Department of Medicine, The Melbourne Brain Centre at Royal Melbourne Hospital, University of Melbourne, Parkville, Victoria, Australia.
Stroke. 2012 Oct;43(10):2648-53. doi: 10.1161/STROKEAHA.112.660548. Epub 2012 Aug 2.
Perfusion imaging has the potential to select patients most likely to respond to thrombolysis. We tested the correspondence of computed tomography perfusion (CTP)-derived mismatch with contemporaneous perfusion-diffusion magnetic resonance imaging (MRI).

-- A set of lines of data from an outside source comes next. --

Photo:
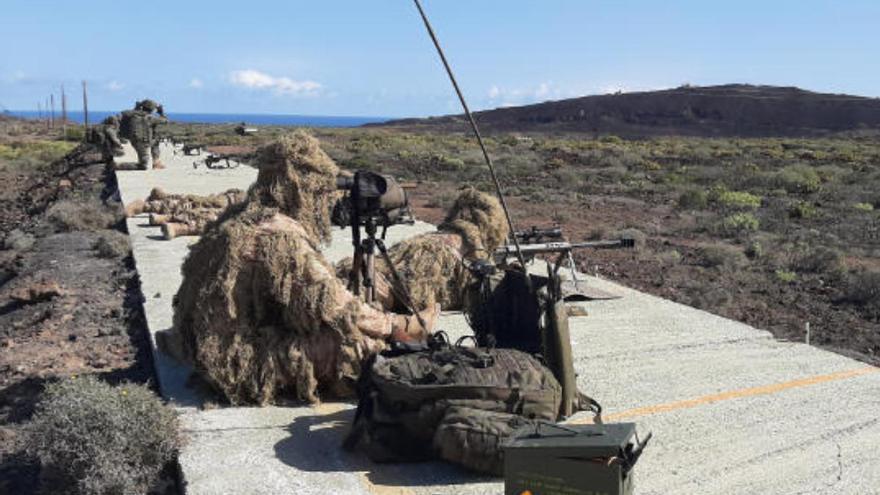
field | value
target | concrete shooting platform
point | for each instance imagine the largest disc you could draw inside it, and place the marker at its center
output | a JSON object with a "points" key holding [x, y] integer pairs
{"points": [[733, 410]]}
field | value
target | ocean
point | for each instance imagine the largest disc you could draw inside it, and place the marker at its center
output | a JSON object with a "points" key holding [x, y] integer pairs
{"points": [[227, 118]]}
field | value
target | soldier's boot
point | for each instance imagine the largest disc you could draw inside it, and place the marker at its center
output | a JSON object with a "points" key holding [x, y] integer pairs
{"points": [[136, 207], [172, 230], [408, 329], [159, 219]]}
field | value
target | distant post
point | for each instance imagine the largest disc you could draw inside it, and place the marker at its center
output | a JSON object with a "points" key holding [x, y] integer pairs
{"points": [[85, 108], [63, 113]]}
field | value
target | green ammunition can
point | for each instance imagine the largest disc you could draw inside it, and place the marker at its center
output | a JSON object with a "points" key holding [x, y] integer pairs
{"points": [[555, 459]]}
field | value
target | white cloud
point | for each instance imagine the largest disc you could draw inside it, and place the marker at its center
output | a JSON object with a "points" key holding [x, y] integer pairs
{"points": [[254, 79], [523, 95]]}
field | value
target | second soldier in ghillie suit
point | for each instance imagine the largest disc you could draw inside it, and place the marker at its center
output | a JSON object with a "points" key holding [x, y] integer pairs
{"points": [[261, 314], [105, 136], [432, 265], [184, 214]]}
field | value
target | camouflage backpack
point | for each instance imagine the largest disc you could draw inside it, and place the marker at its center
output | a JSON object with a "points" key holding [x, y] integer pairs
{"points": [[453, 402]]}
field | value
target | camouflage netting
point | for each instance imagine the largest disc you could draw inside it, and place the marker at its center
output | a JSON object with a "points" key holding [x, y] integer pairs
{"points": [[161, 202], [479, 219], [431, 264], [298, 178], [260, 312]]}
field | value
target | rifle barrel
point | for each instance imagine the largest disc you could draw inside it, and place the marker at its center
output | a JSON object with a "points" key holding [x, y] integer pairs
{"points": [[558, 247]]}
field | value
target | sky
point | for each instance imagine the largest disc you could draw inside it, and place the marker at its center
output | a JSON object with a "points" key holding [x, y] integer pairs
{"points": [[374, 58]]}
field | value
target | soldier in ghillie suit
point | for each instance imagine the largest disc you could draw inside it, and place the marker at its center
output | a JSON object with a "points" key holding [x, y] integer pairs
{"points": [[184, 214], [432, 265], [105, 136], [260, 313], [164, 203]]}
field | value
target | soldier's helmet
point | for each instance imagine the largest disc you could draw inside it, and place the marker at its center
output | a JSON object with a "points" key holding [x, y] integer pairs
{"points": [[147, 106]]}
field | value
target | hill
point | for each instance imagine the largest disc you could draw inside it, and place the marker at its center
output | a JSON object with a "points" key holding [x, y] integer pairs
{"points": [[728, 110]]}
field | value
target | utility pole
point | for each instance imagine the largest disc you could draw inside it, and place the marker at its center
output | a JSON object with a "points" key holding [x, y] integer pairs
{"points": [[63, 113], [85, 107]]}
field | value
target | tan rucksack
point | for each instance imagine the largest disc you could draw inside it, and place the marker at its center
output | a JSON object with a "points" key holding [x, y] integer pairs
{"points": [[453, 402]]}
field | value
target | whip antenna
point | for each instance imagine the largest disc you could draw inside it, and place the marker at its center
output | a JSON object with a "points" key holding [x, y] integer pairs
{"points": [[476, 130]]}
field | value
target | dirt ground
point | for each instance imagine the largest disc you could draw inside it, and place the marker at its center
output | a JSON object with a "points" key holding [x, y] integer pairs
{"points": [[783, 309], [65, 308]]}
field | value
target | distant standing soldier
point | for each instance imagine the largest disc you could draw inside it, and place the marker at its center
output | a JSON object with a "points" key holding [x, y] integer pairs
{"points": [[138, 127], [106, 137]]}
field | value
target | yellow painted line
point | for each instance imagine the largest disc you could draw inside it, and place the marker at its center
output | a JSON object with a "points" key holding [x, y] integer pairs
{"points": [[384, 489], [734, 394]]}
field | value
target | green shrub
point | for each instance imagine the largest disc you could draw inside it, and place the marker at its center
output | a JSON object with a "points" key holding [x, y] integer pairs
{"points": [[802, 209], [88, 215], [75, 134], [32, 154], [112, 244], [755, 250], [799, 179], [93, 438], [693, 199], [738, 200], [738, 223]]}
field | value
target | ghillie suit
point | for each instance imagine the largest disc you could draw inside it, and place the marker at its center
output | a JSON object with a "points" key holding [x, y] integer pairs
{"points": [[260, 313], [431, 264], [173, 204], [187, 223], [105, 137], [135, 127]]}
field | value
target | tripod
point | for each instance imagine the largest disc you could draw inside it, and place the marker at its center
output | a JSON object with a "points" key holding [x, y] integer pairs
{"points": [[363, 270]]}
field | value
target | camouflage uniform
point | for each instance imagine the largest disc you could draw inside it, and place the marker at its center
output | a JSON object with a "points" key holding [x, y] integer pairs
{"points": [[135, 127], [140, 127], [106, 137]]}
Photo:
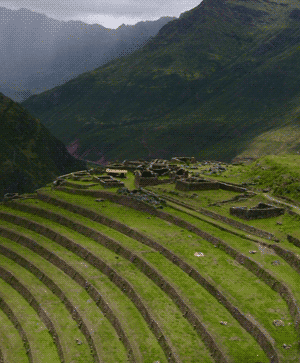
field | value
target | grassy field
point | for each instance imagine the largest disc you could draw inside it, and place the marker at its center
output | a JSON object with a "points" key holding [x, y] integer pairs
{"points": [[241, 288]]}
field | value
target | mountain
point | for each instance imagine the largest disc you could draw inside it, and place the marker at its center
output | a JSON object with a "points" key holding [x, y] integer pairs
{"points": [[30, 156], [38, 52], [220, 81]]}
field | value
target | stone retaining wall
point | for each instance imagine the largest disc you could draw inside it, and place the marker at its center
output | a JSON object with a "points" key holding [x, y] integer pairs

Acute ischemic stroke patients 3 to 6 hours after onset had CTP and perfusion-diffusion MRI within 1 hour, before thrombolysis. Relative cerebral blood flow (relCBF) and time to peak of the deconvolved tissue residue function (Tmax) were calculated. The diffusion lesion (diffusion-weighted imaging) was registered to the CTP slabs and manually outlined to its maximal visual extent. Volumetric accuracy of CT-relCBF infarct core (compared with diffusion-weighted imaging) was tested. To reduce false-positive low CBF regions, relCBF core was restricted to voxels within a relative time-to-peak (relTTP) >4 seconds for lesion region of interest. The MR-Tmax >6 seconds perfusion lesion was automatically segmented and registered to CTP. Receiver-operating characteristic analysis determined the optimal CT-Tmax threshold to match MR-Tmax >6 seconds. Agreement of these CT parameters with MR perfusion-diffusion mismatch in coregistered slabs was assessed (mismatch ratio >1.2, absolute mismatch >10 mL, infarct core <70 mL).
In analysis of 49 patients (mean onset to CT, 213 minutes; mean CT to MR, 31 minutes), constraining relCBF <31% within the automated relTTP perfusion lesion region of interest reduced the median magnitude of volumetric error (vs diffusion-weighted imaging) from 47.5 mL to 15.8 mL (P<0.001). The optimal CT-Tmax threshold to match MR-Tmax >6 seconds was 6.2 seconds (95% confidence interval, 5.6-7.3 seconds; sensitivity, 91%; specificity, 70%; area under the curve, 0.87). Using CT-Tmax >6 seconds "penumbra" and relTTP-constrained relCBF "core," CT-based and MRI-based mismatch status was concordant in 90% (kappa=0.80).
Quantitative CTP mismatch classification using relCBF and Tmax is similar to perfusion-diffusion MRI. The greater accessibility of CTP may facilitate generalizability of mismatch-based selection in clinical practice and trials.
灌注成像是选择最有可能对溶栓治疗有反应的患者的一种有潜力的方法。我们测试了计算 CT 灌注(CTP)衍生的不匹配与同期灌注-弥散磁共振成像(MRI)之间的一致性。
急性缺血性脑卒中患者在发病后 3 至 6 小时内,在溶栓治疗前 1 小时内进行 CTP 和灌注-弥散 MRI。计算相对脑血流量(relCBF)和去卷积组织残留函数(Tmax)的峰值时间。将弥散病变(弥散加权成像)与 CTP 切片配准,并手动勾画到最大可视范围。CT- relCBF 梗死核心的容积准确性(与弥散加权成像相比)进行了测试。为了减少假阳性的低 CBF 区域,将 relCBF 核心限制在感兴趣区域的相对达峰时间(relTTP)>4 秒的体素内。MR-Tmax>6 秒的灌注病变通过自动分割并与 CTP 配准。受试者工作特征分析确定了匹配 MR-Tmax>6 秒的最佳 CT-Tmax 阈值。评估了这些 CT 参数与核心配准切片中的 MR 灌注-弥散不匹配的一致性(不匹配比>1.2,绝对不匹配>10 毫升,梗死核心<70 毫升)。
在对 49 例患者(发病至 CT 的平均时间为 213 分钟;CT 至 MR 的平均时间为 31 分钟)的分析中,在自动 relTTP 灌注病变感兴趣区域内将 relCBF<31%限制,可以将容积误差的中位数幅度从 47.5 毫升降低到 15.8 毫升(P<0.001)。匹配 MR-Tmax>6 秒的最佳 CT-Tmax 阈值为 6.2 秒(95%置信区间,5.6-7.3 秒;灵敏度为 91%,特异性为 70%,曲线下面积为 0.87)。使用 CT-Tmax>6 秒的“半影”和 relTTP 限制的 relCBF“核心”,CT 基于和 MRI 基于的不匹配状态在 90%(kappa=0.80)的情况下是一致的。
使用 relCBF 和 Tmax 的定量 CTP 不匹配分类与灌注-弥散 MRI 相似。CTP 的更大可及性可能会促进基于不匹配的选择在临床实践和试验中的推广。